THE turtle on yon withered bough,
That lately mourned her murdered mate,
Has found another comrade now

Such changes all await!

Again her drooping plume is drest,
Again she's willing to be blest
And takes her lover to her nest.

If nature has decreed it so
With all above, and all below,
Let us like them forget our woe,

And not be killed with sorrow.
If I should quit your arms to-night
And chance to die before 't was light,
I would advise you — and you might -
Love again to-morrow.

Philip Freneau.

THE INDIAN BURYING-GROUND

In spite of all the learned have said,
I still my old opinion keep;

The posture that we give the dead
Points out the soul's eternal sleep.

Not so the ancients of these lands;
The Indian, when from life released,

Again is seated with his friends,

And shares again the joyous feast.

His imaged birds, and painted bowl,
And venison, for a journey dressed,
Bespeak the nature of the soul,
Activity, that wants no rest.

His bow for action ready bent,
And arrows with a head of stone,
Can only mean that life is spent,
And not the old ideas gone.

Thou, stranger, that shalt come this way,
No fraud upon the dead commit,
Observe the swelling turf, and say,
They do not lie, but here they sit.

Here still a lofty rock remains,

On which the curious eye may trace (Now wasted half by wearing rains) The fancies of a ruder race.

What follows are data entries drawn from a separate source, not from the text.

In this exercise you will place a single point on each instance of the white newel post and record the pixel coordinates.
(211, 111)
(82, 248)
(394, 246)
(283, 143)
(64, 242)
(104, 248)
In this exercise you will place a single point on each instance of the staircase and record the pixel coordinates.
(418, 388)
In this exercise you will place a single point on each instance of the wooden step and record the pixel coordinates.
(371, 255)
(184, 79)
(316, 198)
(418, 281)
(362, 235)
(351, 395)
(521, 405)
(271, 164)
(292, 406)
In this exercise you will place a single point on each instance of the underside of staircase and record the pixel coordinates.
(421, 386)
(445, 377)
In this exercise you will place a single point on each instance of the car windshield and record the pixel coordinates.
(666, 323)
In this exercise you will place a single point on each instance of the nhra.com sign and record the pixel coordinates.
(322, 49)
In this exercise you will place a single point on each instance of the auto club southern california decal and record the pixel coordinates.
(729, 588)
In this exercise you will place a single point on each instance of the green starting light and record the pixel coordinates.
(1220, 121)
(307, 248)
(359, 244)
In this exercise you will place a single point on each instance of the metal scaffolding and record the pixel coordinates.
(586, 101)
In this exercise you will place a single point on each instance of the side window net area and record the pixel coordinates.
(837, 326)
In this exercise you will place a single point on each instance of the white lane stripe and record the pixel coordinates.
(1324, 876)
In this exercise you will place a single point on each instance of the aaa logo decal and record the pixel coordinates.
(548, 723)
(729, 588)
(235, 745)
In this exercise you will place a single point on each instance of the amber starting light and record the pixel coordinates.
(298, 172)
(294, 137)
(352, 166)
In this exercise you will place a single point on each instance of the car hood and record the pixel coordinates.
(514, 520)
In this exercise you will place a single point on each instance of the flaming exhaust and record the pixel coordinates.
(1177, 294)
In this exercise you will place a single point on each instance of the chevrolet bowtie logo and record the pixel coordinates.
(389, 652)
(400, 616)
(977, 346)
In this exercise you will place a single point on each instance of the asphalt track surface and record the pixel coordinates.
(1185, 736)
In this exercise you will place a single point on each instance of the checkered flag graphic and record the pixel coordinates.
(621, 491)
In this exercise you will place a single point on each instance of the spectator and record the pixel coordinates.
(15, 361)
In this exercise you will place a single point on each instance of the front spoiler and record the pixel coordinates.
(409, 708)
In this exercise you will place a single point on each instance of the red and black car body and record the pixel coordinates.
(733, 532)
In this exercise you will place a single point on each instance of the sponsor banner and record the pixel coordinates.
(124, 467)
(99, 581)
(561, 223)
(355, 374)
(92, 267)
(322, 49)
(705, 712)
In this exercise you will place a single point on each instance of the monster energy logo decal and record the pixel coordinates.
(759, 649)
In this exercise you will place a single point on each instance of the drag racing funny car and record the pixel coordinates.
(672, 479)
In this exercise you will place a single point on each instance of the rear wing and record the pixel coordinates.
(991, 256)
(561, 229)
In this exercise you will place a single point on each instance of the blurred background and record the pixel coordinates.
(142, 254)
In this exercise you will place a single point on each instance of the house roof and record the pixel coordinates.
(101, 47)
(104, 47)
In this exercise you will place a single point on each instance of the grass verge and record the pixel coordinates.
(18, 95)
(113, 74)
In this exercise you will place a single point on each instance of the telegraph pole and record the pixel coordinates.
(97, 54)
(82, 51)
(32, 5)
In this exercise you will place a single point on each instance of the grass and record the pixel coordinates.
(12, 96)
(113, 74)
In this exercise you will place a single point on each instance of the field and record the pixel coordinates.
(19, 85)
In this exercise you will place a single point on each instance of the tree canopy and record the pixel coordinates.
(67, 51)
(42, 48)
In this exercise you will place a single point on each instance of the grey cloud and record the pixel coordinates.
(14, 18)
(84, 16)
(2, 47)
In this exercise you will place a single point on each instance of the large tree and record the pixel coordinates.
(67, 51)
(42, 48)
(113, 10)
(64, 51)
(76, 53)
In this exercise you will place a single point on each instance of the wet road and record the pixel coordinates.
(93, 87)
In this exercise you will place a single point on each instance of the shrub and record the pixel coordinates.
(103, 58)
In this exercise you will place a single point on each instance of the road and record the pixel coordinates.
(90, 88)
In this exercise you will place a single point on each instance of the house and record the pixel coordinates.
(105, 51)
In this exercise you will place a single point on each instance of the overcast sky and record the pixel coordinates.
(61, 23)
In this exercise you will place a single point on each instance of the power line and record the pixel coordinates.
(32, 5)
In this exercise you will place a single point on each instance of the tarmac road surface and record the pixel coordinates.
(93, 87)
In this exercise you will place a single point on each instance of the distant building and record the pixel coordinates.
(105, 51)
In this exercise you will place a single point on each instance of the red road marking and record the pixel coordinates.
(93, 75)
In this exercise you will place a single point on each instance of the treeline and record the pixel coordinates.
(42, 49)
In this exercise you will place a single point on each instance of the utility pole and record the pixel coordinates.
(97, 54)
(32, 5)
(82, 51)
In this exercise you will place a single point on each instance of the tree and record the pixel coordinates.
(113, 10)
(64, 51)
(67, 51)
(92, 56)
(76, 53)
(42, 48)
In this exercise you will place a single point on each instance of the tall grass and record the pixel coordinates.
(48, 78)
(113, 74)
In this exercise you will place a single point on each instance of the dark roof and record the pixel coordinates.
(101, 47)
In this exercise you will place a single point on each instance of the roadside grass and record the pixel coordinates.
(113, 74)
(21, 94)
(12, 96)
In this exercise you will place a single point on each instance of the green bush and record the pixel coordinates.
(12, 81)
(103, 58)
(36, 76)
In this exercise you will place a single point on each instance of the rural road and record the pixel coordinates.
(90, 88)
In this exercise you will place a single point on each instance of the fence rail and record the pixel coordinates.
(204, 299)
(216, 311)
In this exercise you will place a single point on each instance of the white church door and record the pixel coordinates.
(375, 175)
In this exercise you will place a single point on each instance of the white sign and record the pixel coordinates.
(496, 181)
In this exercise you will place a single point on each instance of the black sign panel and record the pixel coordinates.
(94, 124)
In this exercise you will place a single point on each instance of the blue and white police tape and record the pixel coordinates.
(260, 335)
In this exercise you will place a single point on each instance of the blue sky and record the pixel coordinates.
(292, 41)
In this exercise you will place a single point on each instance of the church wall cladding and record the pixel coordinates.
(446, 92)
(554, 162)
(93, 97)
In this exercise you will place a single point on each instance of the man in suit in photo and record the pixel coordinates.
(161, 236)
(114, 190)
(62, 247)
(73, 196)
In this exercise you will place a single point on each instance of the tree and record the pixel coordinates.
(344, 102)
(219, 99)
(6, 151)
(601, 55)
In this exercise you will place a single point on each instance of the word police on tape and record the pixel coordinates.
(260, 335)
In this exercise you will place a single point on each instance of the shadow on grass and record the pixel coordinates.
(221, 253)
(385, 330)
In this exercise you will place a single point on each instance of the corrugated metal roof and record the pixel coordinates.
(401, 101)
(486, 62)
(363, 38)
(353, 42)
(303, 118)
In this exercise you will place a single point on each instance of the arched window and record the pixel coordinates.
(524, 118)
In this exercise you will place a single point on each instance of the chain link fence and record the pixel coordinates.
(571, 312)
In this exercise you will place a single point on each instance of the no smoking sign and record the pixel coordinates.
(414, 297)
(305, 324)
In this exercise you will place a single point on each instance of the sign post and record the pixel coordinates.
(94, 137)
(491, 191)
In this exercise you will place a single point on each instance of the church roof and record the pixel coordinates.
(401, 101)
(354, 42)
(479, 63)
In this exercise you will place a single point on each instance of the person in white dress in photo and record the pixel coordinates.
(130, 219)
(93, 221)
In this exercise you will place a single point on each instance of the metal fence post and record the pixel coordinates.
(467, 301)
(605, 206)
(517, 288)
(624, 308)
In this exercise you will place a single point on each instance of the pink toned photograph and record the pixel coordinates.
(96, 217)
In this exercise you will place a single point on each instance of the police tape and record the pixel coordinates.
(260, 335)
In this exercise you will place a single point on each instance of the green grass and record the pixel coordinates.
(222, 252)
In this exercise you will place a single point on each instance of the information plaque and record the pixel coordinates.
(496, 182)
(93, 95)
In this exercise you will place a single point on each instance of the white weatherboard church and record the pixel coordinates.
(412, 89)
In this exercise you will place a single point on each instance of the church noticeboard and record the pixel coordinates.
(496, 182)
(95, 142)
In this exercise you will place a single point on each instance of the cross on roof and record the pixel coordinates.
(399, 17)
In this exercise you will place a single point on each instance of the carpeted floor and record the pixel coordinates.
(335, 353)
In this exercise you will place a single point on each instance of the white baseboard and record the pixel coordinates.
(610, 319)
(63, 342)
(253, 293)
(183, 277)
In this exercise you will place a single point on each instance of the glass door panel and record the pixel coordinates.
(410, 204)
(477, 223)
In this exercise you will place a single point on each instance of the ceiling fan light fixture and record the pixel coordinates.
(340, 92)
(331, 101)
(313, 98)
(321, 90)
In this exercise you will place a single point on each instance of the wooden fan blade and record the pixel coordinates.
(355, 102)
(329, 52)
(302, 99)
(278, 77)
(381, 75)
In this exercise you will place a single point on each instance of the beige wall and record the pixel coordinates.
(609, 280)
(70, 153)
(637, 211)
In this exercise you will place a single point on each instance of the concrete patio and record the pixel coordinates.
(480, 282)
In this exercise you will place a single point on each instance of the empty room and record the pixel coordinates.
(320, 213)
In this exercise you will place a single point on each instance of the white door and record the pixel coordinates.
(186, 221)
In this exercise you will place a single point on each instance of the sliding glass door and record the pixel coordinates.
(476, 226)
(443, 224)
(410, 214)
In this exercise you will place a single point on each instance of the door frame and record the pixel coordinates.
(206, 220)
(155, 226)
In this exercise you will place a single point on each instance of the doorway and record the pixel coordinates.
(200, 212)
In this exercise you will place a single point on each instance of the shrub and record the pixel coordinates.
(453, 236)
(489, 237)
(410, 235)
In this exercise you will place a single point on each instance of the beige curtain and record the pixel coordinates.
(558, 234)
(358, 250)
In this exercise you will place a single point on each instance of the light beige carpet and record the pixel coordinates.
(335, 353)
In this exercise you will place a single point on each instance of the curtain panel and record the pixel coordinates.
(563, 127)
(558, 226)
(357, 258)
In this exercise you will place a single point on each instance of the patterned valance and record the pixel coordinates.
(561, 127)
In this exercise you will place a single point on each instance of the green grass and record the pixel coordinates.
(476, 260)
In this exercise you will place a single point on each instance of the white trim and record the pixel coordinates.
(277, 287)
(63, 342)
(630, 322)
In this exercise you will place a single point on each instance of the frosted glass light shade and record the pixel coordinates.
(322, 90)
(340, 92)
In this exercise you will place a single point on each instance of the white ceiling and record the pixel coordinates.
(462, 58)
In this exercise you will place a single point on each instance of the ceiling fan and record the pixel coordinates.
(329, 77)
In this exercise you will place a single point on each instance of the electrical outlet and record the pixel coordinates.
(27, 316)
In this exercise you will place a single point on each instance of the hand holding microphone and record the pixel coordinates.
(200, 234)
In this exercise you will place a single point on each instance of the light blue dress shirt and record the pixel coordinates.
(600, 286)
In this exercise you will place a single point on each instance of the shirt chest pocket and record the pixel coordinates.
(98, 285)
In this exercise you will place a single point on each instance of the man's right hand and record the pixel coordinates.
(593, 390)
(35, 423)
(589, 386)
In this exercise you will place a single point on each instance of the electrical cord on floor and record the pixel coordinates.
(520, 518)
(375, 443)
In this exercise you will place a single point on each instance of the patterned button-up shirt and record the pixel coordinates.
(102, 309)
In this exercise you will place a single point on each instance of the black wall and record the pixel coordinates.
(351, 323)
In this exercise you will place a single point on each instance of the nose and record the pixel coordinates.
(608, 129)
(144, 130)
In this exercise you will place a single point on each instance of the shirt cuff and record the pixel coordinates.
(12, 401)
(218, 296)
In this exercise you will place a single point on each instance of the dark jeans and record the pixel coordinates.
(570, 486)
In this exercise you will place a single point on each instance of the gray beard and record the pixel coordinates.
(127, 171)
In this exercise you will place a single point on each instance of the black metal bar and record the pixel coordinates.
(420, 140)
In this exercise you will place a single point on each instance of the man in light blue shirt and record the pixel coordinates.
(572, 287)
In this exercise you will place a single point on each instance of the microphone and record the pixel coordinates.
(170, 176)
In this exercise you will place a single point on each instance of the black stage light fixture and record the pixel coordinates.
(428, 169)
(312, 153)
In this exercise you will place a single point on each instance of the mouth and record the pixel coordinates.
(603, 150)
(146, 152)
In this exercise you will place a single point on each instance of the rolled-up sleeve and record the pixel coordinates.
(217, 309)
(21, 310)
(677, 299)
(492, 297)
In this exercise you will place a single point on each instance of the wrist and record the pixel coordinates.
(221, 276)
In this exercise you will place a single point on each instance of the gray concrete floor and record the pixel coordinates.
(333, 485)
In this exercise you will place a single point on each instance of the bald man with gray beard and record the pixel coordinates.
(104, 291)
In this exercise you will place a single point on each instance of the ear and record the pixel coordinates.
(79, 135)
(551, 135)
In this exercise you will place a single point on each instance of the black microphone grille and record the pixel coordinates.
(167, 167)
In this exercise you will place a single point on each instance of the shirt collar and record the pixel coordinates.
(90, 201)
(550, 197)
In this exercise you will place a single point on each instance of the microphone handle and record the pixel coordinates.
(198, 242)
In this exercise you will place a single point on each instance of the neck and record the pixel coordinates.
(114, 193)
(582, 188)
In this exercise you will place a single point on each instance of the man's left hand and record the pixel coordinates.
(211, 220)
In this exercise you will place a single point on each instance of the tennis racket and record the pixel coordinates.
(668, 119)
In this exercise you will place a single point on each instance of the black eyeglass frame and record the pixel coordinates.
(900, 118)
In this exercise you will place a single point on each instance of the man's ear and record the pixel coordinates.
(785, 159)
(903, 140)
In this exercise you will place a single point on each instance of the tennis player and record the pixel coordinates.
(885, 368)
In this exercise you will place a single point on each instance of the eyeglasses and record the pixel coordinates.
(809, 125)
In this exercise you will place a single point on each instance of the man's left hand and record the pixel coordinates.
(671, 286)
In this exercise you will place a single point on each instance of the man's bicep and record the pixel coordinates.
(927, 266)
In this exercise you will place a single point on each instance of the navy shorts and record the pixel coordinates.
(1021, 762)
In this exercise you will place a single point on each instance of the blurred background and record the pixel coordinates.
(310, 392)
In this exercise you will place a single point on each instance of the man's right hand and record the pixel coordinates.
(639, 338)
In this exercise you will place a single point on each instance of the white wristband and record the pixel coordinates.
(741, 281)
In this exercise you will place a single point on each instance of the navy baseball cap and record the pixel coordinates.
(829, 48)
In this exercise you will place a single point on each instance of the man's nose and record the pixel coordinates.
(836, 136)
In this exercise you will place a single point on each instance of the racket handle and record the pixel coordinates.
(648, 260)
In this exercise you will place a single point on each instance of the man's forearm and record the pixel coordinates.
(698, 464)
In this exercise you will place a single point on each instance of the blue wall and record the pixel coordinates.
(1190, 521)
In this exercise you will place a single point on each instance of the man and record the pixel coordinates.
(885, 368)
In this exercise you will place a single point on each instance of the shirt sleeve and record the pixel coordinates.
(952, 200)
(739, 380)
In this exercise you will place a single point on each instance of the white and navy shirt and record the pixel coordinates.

Here still an aged elm aspires,
Beneath whose far projecting shade
(And which the shepherd still admires)
The children of the forest played.

There oft a restless Indian queen
(Pale Shebah with her braided hair),
And many a barbarous form is seen

To chide the man that lingers there.

By midnight moons, o'er moistening dews,
In habit for the chase arrayed,
The hunter still the deer pursues,
The hunter and the deer a shade!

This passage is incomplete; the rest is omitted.